Firms aren’t expected to get every case right first time, every time, particularly for the more complex evaluative processes. However, firms are expected to show that quality is being proactively managed through a competency framework, clear and consistent procedures, robust quality-control processes with effective feedback loops, and appropriate oversight by senior management. Given that quality issues are often resource and time intensive to address with increased QC coverage and more time spent on re-work until quality targets are met, firms are likely to need to keep resourcing levels under close review to avoid causing or exacerbating backlogs. This is particularly important in time-sensitive processes such as CDD for new customers and periodic ODD reviews.

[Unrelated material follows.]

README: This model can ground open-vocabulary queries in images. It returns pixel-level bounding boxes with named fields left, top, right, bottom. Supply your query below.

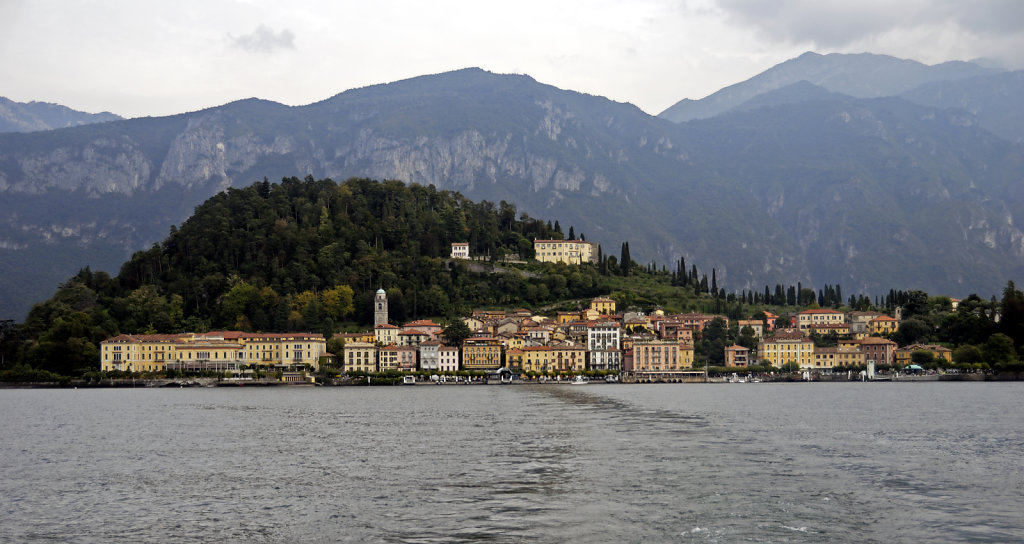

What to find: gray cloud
left=718, top=0, right=1024, bottom=47
left=228, top=25, right=295, bottom=53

With alert and case volumes that can vary significantly from day to day and week to week, resourcing and throughput are a key concern for first line senior management. When it comes to a regulator visit, firms must demonstrate how they balance alert and case volumes in first line teams against resource levels, including how they respond and effectively manage sudden volume spikes (such as screening or transaction monitoring alerts), while maintaining quality.
Firms will need to ensure their documented approach to monitoring the resource capacity of financial crime operational teams is rigorous and detailed. An experienced operational manager can make all the difference to successfully achieving a flexible resource model that allows additional skilled resources to be leveraged when needed. Test environments should also be utilised to impact assess planned system or rule changes and predict spikes in volume where possible. Some spikes will always be unavoidable, such as when sanctions lists are updated.

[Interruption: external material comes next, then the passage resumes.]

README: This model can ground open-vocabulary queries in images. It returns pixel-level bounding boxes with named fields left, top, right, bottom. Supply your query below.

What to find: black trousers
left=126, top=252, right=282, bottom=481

Where backlogs exist, it's important to have a structured plan to address these on a risk sensitive basis, and ‘turn the tap off’ to stop backlogs from continuing to grow as early as possible. These should include resource planning, throughput targets and risk-based quality control and assurance processes, and should be monitored through appropriate financial crime governance forums. A robust and realistic plan to address a backlog can demonstrate to the FCA that associated financial crime risks have been considered and are being appropriately managed.
Small and medium-sized firms in particular, can find their specialist financial crime expertise is concentrated in second-line teams, and they may lack appropriate technical knowledge in the first line to adequately complete more complex financial-crime processes, particularly risk-based initial and ongoing due diligence. This can also contribute to a culture where second line are, in practice at least, seen to own financial crime risk instead of the business.
To counter this, firms need to invest in tailored, role-specific training for first line teams. The adoption of a formal competency programme can help to manage and monitor ongoing quality in operational teams, even where there are relatively high levels of attrition. Recruiting sufficient expertise in core financial crime processes, such as screening and CDD, into the first line at team-manager level can really help to drive up quality and competency from within, through direct knowledge transfer and coaching. Board and executive level training and education can also be a valuable tool for money-laundering reporting officers (MLROs) who are trying to increase understanding of, and engagement with, financial crime risks by first line senior management.